News

ZHE property under the hammer for salaries

The company will have a delivery van, a delivery combi, a fridge and a steel filling cabinet auctioned in order to raise P203,680 towards payment of employee salary arrears.

The Industrial Court Registrar on February 7, 2019 issued a writ of execution directing the deputy sheriff to attach and take into execution the movable property of ZHE and that of its two directors Joel Baitse and Ronny Mojadife.

This came after the Commissioner of Labour awarded the aforesaid default award on December 10, 2018. The company failed to pay salaries on January 10, 2019 as had been ordered.

Ten employees had reported the company to the Department of Labour after it failed to pay them salaries between late 2017 and 2018.

The employee owed the most money is Thuso Mahangwe, who will pocket P48,000.

A draft report on the status of ZHE prepared for BOSETU has unearthed gross maladministration in actions between the union and the company.

ZHE is a logistics company, which is now on its knees despite BOSETU having injected at least P30 million in it.

BOSETU last year engaged Pashur Investments to carry out an audit on the company it had bought a 25% stake in three years ago.

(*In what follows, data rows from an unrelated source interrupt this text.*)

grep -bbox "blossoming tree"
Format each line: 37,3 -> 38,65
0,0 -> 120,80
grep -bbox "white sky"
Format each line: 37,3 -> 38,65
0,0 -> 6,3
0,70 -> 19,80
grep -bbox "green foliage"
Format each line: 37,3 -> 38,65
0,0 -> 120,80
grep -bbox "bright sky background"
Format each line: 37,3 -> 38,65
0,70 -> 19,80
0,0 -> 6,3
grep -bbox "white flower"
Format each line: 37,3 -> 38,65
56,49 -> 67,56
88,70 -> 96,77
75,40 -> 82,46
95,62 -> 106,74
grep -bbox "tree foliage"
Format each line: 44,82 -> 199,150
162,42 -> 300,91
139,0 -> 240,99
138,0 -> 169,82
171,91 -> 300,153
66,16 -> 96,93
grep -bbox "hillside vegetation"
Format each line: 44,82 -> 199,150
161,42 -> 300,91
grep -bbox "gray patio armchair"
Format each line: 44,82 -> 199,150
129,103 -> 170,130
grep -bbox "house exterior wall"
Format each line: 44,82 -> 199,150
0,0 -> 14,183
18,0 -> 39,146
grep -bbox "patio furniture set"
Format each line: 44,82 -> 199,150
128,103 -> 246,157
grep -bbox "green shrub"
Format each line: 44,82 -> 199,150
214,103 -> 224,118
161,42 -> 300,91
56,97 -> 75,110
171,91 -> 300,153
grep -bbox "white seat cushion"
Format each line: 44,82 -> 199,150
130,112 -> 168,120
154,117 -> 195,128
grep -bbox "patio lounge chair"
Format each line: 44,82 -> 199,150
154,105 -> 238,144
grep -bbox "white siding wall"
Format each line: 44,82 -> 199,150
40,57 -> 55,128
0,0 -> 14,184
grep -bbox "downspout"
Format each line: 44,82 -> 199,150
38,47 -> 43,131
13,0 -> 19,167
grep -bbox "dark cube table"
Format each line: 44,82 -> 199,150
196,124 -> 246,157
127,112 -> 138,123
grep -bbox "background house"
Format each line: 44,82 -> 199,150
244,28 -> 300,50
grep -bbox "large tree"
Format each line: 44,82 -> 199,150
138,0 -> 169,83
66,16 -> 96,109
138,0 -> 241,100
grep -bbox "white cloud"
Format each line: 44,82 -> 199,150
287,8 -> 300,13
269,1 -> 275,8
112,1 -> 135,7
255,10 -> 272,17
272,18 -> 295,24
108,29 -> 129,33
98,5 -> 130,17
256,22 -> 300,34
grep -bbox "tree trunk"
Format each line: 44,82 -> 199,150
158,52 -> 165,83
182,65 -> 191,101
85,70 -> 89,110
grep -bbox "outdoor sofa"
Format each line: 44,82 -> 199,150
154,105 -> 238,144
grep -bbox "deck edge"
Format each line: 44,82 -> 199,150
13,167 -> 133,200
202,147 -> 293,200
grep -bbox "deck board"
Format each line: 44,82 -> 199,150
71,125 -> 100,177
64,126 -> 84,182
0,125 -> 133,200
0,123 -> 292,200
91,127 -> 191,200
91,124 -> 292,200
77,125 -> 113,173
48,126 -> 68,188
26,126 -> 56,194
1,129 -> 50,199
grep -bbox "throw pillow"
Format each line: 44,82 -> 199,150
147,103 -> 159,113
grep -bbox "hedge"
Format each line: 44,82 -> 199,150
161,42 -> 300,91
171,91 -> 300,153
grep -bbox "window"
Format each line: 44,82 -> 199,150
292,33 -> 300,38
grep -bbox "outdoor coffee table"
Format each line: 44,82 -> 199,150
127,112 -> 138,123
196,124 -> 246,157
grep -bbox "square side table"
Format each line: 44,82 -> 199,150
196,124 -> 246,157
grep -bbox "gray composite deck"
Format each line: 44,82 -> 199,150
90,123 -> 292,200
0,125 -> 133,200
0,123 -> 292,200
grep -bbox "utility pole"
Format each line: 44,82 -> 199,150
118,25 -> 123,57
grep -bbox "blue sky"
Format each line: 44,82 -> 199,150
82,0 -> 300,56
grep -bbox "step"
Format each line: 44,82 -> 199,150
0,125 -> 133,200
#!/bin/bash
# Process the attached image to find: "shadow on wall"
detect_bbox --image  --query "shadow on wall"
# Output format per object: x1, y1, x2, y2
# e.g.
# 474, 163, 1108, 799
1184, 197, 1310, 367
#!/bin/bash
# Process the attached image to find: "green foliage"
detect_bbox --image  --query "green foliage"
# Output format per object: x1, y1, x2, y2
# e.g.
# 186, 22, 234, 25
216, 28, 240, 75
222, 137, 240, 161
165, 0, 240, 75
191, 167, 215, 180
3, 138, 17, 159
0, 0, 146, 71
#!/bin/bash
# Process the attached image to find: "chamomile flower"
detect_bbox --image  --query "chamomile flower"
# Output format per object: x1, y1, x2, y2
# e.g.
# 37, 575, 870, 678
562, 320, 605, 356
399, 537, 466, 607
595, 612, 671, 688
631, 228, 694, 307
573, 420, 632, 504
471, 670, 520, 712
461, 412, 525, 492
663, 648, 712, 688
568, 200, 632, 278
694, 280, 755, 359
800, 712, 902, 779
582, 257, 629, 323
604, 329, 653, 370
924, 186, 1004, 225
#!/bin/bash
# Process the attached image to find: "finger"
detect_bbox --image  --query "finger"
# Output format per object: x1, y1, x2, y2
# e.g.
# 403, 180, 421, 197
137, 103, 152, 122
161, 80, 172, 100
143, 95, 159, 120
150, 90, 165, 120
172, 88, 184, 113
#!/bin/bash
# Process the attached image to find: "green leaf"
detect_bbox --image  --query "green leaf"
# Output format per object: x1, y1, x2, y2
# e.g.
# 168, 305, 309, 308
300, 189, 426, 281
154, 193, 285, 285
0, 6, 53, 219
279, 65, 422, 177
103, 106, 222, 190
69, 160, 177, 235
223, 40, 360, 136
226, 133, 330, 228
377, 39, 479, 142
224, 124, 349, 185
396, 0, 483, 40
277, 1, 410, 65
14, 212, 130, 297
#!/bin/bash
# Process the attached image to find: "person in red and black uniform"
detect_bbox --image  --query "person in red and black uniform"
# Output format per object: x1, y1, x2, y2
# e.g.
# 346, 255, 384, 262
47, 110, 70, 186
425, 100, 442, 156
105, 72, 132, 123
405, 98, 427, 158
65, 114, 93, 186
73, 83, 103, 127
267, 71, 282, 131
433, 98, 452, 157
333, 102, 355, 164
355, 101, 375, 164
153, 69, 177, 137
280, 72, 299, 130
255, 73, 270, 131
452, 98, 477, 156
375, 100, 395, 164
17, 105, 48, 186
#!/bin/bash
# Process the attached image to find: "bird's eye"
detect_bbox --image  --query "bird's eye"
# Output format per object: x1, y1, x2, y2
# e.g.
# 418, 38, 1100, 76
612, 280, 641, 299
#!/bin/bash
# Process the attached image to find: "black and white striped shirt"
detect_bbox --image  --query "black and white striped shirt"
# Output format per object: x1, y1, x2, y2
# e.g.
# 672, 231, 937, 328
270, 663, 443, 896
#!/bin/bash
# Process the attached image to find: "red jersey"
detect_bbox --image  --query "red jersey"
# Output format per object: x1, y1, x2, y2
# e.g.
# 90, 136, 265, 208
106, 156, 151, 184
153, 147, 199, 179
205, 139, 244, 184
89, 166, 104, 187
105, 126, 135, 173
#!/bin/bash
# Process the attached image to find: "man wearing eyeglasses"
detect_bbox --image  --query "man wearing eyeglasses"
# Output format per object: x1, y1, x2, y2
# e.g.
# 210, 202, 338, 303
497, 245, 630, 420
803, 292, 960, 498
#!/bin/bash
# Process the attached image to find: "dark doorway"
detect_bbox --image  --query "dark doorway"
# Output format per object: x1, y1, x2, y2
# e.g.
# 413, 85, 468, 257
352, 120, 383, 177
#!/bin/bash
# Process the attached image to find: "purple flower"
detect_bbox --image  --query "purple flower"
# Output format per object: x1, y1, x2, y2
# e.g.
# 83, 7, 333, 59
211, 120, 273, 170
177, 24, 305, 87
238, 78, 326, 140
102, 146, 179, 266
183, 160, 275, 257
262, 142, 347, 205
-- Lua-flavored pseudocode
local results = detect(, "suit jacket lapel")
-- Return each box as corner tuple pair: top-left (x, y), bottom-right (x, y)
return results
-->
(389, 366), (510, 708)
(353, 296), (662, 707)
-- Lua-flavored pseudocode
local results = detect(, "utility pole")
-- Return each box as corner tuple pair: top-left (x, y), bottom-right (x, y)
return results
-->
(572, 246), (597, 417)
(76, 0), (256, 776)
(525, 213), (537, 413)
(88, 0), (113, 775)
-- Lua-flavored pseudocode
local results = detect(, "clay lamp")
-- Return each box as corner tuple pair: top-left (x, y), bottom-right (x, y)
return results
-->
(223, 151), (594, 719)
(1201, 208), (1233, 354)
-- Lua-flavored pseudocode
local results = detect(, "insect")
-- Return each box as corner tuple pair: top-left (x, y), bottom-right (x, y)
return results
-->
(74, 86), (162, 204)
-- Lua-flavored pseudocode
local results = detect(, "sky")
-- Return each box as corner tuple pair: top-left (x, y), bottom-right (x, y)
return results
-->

They wanted the auditors to undertake a review of the current status of business, determine future prospects of business success and whether it would be worthy to continue investing in it.

The audit report states that the valuation figure was based on projections, which were unrealistically high compared to those used during the company’s launch and the first financial statements, and are far from the current accruals.

The auditors found that there had been poor financial management and control over expenditure characterised by lavish spending without prioritisation and due consideration of value for money resulting in lack of working capital, which is crippling the business.

“There has been poor control over cash with no defined petty cash limit resulting in withdrawals ranging between P10,000 and P60,000 under this classification.

“We could not be furnished with documents to prove usage of the money and these remain unaccounted for.

One employee who has since left the company obtained over P959,400 from October 2016 to June 2017 without accounting for it.

The auditors also bemoaned that significant amounts were spent on marketing and branding, which raised eyebrows as to whether or not the amounts were spent as purported.

“The rates at which service providers charged the company were exorbitant in many cases, which raises suspicion of collusion with intent to siphon BOSETU money through ZHE,” noted the auditors.